Image-based Representation of Faces

 

Period: 01. August 2014 - 31. July 2015

 

This project is funded by the German Science Foundation, DFG EI524/2-2.

One principal intention of computer graphics is the achievement of photorealism. Although modeling, animation and simulation tools for rendering of complex objects (e.g. human bodies, faces, or clothes) have been developed in the last decades, achieving real photorealism by physically simulating material properties and illumination is still computationally demanding and extremely difficult. This is addressed in the previous DFG project IRCON , where new approaches for image-based rendering and modification of articulated objects with complex appearance properties, such as clothes, have been developed.
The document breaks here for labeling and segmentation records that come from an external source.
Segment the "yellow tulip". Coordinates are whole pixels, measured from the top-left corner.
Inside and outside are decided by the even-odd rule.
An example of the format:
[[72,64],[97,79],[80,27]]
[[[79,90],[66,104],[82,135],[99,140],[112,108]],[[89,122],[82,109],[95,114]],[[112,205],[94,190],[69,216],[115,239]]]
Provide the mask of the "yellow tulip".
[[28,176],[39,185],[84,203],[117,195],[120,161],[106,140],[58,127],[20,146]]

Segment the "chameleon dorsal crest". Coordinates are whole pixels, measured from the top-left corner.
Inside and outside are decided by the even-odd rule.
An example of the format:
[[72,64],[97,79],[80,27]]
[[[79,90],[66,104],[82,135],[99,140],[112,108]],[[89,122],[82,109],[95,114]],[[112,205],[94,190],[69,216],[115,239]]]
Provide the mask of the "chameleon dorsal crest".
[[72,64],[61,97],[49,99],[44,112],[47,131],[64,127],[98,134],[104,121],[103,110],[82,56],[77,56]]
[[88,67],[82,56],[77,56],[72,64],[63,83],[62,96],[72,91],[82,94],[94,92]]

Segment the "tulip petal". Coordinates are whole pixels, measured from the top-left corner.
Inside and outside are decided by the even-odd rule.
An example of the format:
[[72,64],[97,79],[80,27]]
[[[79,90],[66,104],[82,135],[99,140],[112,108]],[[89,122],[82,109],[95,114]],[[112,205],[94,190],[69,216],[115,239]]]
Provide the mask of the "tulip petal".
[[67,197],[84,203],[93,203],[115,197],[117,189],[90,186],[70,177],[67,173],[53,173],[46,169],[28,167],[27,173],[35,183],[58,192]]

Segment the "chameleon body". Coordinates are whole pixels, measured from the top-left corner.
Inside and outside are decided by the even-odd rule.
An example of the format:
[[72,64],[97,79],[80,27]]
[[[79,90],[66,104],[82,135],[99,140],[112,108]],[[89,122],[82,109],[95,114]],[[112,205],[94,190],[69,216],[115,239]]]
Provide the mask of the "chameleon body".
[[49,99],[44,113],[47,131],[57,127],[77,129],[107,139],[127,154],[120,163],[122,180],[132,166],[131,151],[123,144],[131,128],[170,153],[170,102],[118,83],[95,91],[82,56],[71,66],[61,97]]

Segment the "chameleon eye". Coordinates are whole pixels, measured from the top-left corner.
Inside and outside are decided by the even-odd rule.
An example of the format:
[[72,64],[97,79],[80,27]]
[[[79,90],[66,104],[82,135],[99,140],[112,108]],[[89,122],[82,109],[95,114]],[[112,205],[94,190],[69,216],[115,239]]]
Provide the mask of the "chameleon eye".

This follow-up project extends the methods so far developed to non-articulated objects, concentrating on the examples of faces. The appearance of clothing as well as faces is very complex as both exhibit fine details, which are very difficult to synthesize. Instead of relying on physical simulation, the developed method, which we call Pose-Space Image-Based Rendering (PS-IBR), uses images as appearance examples to guide complex animation processes, thereby combining the photorealism of images with the ability to animate or modify an object. The main idea of PS-IBR is to define a suitable space (the pose-space) that captures characteristic appearance dependencies of the object, and is used as domain to interpolate and merge images of the object. For articulated objects, such a space can be e.g. parameterized by a skeletal pose representation. New images can then be synthesized given new pose configurations. For the synthesis, the proposed approach combines ideas from example-based animation (pose-space deformation) and image-based rendering. This allows a photorealistic animation and rendering without the need to physically simulate the underlying scene and object properties. Extending the developed pose-space image-based rendering methods to the visualization of faces will allow a photorealistic rendering and synthesis of facial expressions directly from a database of example expression images without complex and computationally demanding simulation of skin bulging, wrinkling effects and reflection properties, as these details are captured by the images. One possible application for the proposed methods is performance-driven facial animation, i.e. the transfer of the facial expressions of one person to another.